Learning from the Unexpected: Drivers of Life Expectancy in Urban Areas of the United States Jeanette Stingone* Jeanette Stingone Teshawna Badu

Background: Neighborhood is a strong predictor of life expectancy. Prediction methods are often used to classify spatial areas by life expectancy and target public health intervention in efforts to reduce disparities. But, can we learn from areas where models don’t perform well and improve public health intervention? In previous work, researchers in Brazil used machine learning methods and traditional sociodemographic factors to predict life expectancy and then analyzed modifiable health characteristics of the municipalities whose observed life expectancies deviation from the prediction.

Methods: We replicate the Brazilian approach in urban areas in the United States using random forest to predict life expectancy at birth using twenty-six variables that represent social and structural drivers of health. Standard pipelines including data partitioning and cross-validation were applied. We then compared modifiable, health-related characteristics of the under and overachievers (i.e., census tracts that have a 10% worse or better outcome than predicted), calculating the median difference in values between the two groups.
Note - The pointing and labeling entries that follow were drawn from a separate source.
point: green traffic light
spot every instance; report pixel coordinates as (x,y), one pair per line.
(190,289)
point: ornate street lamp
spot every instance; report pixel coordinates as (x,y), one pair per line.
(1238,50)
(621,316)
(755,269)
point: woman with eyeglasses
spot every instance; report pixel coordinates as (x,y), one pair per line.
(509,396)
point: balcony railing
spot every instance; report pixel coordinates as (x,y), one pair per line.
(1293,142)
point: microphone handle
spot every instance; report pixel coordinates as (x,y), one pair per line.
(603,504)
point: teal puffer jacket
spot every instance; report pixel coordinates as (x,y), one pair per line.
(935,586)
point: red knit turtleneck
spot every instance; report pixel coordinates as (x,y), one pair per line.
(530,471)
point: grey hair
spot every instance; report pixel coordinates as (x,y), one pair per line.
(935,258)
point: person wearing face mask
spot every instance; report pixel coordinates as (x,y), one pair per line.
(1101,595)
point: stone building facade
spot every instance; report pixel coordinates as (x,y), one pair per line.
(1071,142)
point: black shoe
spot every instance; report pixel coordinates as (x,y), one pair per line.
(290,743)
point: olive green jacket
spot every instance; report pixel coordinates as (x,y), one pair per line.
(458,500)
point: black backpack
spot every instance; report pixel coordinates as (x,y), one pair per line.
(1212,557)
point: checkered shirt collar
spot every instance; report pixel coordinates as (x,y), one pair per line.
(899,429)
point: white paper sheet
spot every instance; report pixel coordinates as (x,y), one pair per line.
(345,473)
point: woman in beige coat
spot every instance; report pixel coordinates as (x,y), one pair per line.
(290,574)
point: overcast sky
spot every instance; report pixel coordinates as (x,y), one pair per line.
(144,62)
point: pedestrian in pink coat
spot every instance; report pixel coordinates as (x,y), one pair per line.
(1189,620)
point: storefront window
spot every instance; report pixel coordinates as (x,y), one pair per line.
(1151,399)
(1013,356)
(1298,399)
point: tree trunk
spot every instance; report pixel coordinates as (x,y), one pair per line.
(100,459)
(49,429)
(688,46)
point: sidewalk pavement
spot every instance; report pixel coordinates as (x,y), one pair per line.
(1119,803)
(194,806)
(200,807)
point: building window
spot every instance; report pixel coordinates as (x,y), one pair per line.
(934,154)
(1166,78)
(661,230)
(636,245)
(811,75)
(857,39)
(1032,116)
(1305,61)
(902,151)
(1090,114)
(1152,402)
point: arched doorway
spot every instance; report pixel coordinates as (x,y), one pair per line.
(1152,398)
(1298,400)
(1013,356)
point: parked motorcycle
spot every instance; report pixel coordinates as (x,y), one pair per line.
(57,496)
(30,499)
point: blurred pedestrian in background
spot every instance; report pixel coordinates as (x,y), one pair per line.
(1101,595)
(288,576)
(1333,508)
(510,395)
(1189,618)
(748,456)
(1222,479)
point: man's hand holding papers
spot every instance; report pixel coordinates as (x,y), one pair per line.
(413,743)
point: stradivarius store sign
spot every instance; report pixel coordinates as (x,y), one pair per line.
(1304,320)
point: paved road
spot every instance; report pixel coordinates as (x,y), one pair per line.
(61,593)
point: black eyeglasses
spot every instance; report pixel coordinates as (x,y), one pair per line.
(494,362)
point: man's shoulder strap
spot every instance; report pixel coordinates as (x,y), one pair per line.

Data come from the U.S. Small-area Life Expectancy Estimates Project, the US Census American Community Survey and the CDC 500 Cities Project.

Results: Initial results from New York City found 43% of variability in life expectancy at the census tract level was explained solely by sociodemographic predictors. Overachieving neighborhoods reported greater leisure time for physical activity, sleeping at least 7 hours a day, health insurance coverage and lower rates of smoking. In contrast, there were no differences in prevalence of routine medical checkups and mammography, while underachieving neighborhoods had higher rates of cervical cancer screening.

Discussion:  Exploring areas that deviate from prediction may generate hypotheses for future research. The performance of the prediction model is a key limitation. Results from national data are forthcoming.